CDU/CSU, vergiss deine treuen Wähler nicht!

27. Mai 2014 in Kommentar


Zum Ergebnis der Europawahl. Von Helmut Matthies (idea)


Wetzlar (kath.net/idea) Hat die Europawahl christlichen Anliegen geschadet? CDU und CSU haben zwar acht Sitze eingebüßt, aber die Zahl derer, die sich dem christlichen Menschenbild verpflichtet fühlen, hat noch leicht zugenommen: So gehören laut Wahlprogramm zumindest die sieben Abgeordneten der Alternative für Deutschland (AfD) und die Spitzenkandidaten der ödp (sozusagen die konservativen „Grünen“) wie (laut dessen Aussage) der Familienpartei dazu. Darüber hinaus gibt es natürlich auch bei SPD, Grünen und FDP engagierte Christen, selbst wenn Christliches in deren Programm nicht oder kaum benannt wird. Dass die drei christlichen Kleinparteien PBC, AUF und Christliche Mitte keinen Sitz bekamen, liegt wohl daran, dass sie es bisher nicht schafften, sich zu vereinigen. Zusammen hatten sie diesmal 0,5Prozent, und damit 0,1Prozent weniger als die ödp, die jetzt im Europaparlament ist. Dass sich konservative Christen hier nicht einigen können, hat sicher manchen davor abgeschreckt, eine dieser Parteien zu wählen, obwohl die 3-Prozent-Hürde gefallen ist. Denn 2009 erhielten alle drei zusammen noch 0,6Prozent. Wobei bemerkenswert ist, dass eine Tierschutzpartei auf 1,2Prozent kommt, während Parteien, die ausdrücklich und eindeutig gegen Abtreibung auftreten, keinen Sitz erringen.

Die treuste Wählerschaft

CDU/CSU sollten trotzdem aufpassen, dass sie nicht den Kontakt zu ihrer treusten Wählerschaft – außer den Katholiken den Evangelikalen – verlieren. Wenn viele sie noch gewählt haben, dann wohl auch wegen Volker Kauder, Hermann Gröhe und Peter Gauweiler.
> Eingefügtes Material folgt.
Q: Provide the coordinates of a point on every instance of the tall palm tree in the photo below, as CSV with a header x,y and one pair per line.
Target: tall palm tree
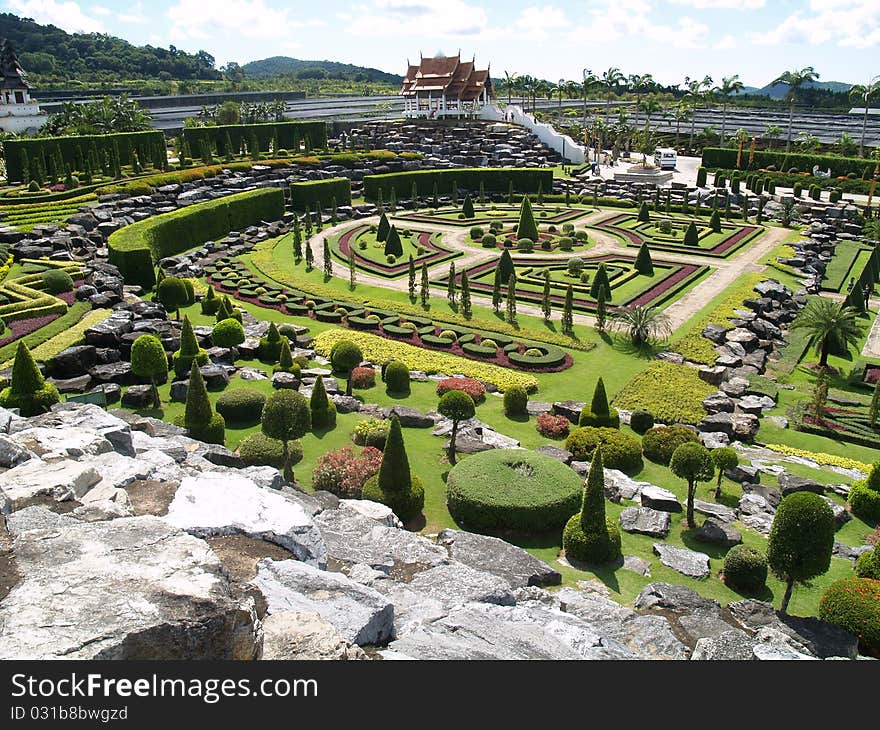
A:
x,y
794,80
729,85
829,324
864,94
611,79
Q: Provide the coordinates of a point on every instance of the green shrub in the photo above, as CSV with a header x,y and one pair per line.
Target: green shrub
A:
x,y
56,281
260,450
660,442
854,605
641,421
516,402
241,405
619,450
745,569
512,489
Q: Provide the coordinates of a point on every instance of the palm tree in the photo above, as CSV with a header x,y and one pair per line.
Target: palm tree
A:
x,y
794,80
729,85
864,94
642,324
611,79
829,324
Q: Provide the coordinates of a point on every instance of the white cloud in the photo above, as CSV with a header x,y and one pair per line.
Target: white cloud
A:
x,y
256,19
416,19
68,16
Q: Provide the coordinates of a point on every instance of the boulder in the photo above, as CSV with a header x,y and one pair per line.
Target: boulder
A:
x,y
492,555
645,521
126,589
360,614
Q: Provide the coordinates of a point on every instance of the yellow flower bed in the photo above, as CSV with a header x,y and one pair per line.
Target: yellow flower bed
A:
x,y
380,349
696,348
672,393
820,458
Ansonsten wird aufmerksam registriert, dass sich beispielsweise kurz vor der Europawahl die CDU-geführte hessische Landesregierung von einem renommierten evangelikalen Fachverband wie dem Weißen Kreuz distanzierte, obwohl auf seinem Kongress am letzten Wochenende überhaupt nicht – wie behauptet – das Thema Homosexualität explizit behandelt wurde. Da spricht die AfD als „zutiefst bürgerliche Protestbewegung“ (so das Handelsblatt) konservative Protestanten und Katholiken schon eher an, wenn sie Maßnahmen gegen das Gender-Mainstreaming verspricht.

Dazu kommt, dass an der Spitze engagierte Christen stehen – besonders der reformierte Bernd Lucke (der sich ausdrücklich für den „Ausbau des Christenflügels“ in der Partei ausspricht) und die lutherische Beatrix von Storch (die mit dafür sorgte, dass 174.000 Unterschriften für den Schutz ungeborener Kinder gesammelt wurden).
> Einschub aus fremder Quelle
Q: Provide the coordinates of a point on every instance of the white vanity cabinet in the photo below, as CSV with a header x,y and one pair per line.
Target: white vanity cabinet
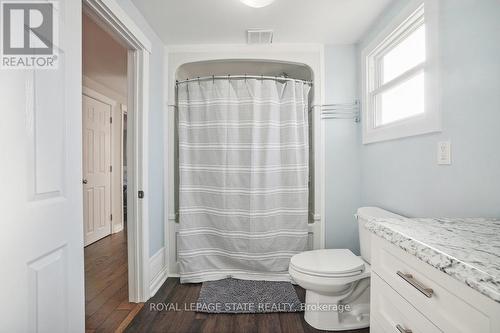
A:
x,y
410,296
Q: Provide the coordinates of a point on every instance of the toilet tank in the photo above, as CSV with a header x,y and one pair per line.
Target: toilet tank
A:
x,y
364,214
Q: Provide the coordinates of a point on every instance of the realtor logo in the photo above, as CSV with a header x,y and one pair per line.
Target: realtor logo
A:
x,y
29,32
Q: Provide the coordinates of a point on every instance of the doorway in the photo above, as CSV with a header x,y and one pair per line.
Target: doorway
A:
x,y
104,98
124,244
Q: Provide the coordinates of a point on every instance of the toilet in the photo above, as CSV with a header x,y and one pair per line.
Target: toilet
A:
x,y
337,282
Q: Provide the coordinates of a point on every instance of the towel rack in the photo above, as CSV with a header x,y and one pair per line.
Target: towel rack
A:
x,y
339,111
Erfolgreich trotz kirchlicher Warnung

Die neue Partei ist erfolgreich, obwohl sie gegen Linksextreme (in einigen Städten wurden 90 Prozent der AfD-Plakate zerstört) und so gut wie alle Medien zu kämpfen hatte. Manche (von der Tageszeitung „Die Welt“ bis hin zum „Spiegel“) übertrieben es in ihrer Kampagne gegen die AfD so sehr, dass sogar die linksorientierte „Süddeutsche“ schrieb: Die AfD wurde „ausgegrenzt, teilweise regelrecht diffamiert“.
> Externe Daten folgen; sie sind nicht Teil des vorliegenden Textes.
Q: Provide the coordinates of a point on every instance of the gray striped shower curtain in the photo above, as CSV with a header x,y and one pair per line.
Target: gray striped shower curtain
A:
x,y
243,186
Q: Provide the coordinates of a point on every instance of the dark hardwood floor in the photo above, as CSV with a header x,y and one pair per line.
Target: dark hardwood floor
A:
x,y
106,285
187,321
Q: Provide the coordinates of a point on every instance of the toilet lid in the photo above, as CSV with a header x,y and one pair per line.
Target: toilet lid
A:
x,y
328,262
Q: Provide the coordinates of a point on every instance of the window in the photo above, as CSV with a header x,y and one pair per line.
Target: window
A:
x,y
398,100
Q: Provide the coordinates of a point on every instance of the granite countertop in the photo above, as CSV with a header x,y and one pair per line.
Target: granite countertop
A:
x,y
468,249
Die Alternativen hatten sogar die großen Kirchen gegen sich. Allenthalben warnten diese vor den „Populisten“ bei der Europawahl. Die Einzige freilich, die so bezeichnet wurde, ist die AfD. Wenn die Kirchen schon Wahlkampf machen, hätten sie da nicht ihren Mitgliedern empfehlen müssen, als Maßstab für die Bewertung von Parteien vor allem die Zehn Gebote zu nehmen? Sie sprechen beispielsweise die Lüge an (was wurde nicht in Sachen EU alles erklärt und nicht gehalten!) oder die Verschwendung von Steuergeld: Ist es zu verantworten, dass rund 4.000 EU-Beamte mehr verdienen als Bundeskanzlerin Angela Merkel (etwa 290.000 Euro im Jahr)? Und dann das sechste Gebot, dem viele EU-Entscheidungen bzw. Pläne widersprechen … Wer nur vor den sogenannten Populisten warnt, macht es sich zu einfach.

Der Autor, Helmut Matthies, ist Leiter der Evangelischen Nachrichtenagentur idea (Wetzlar).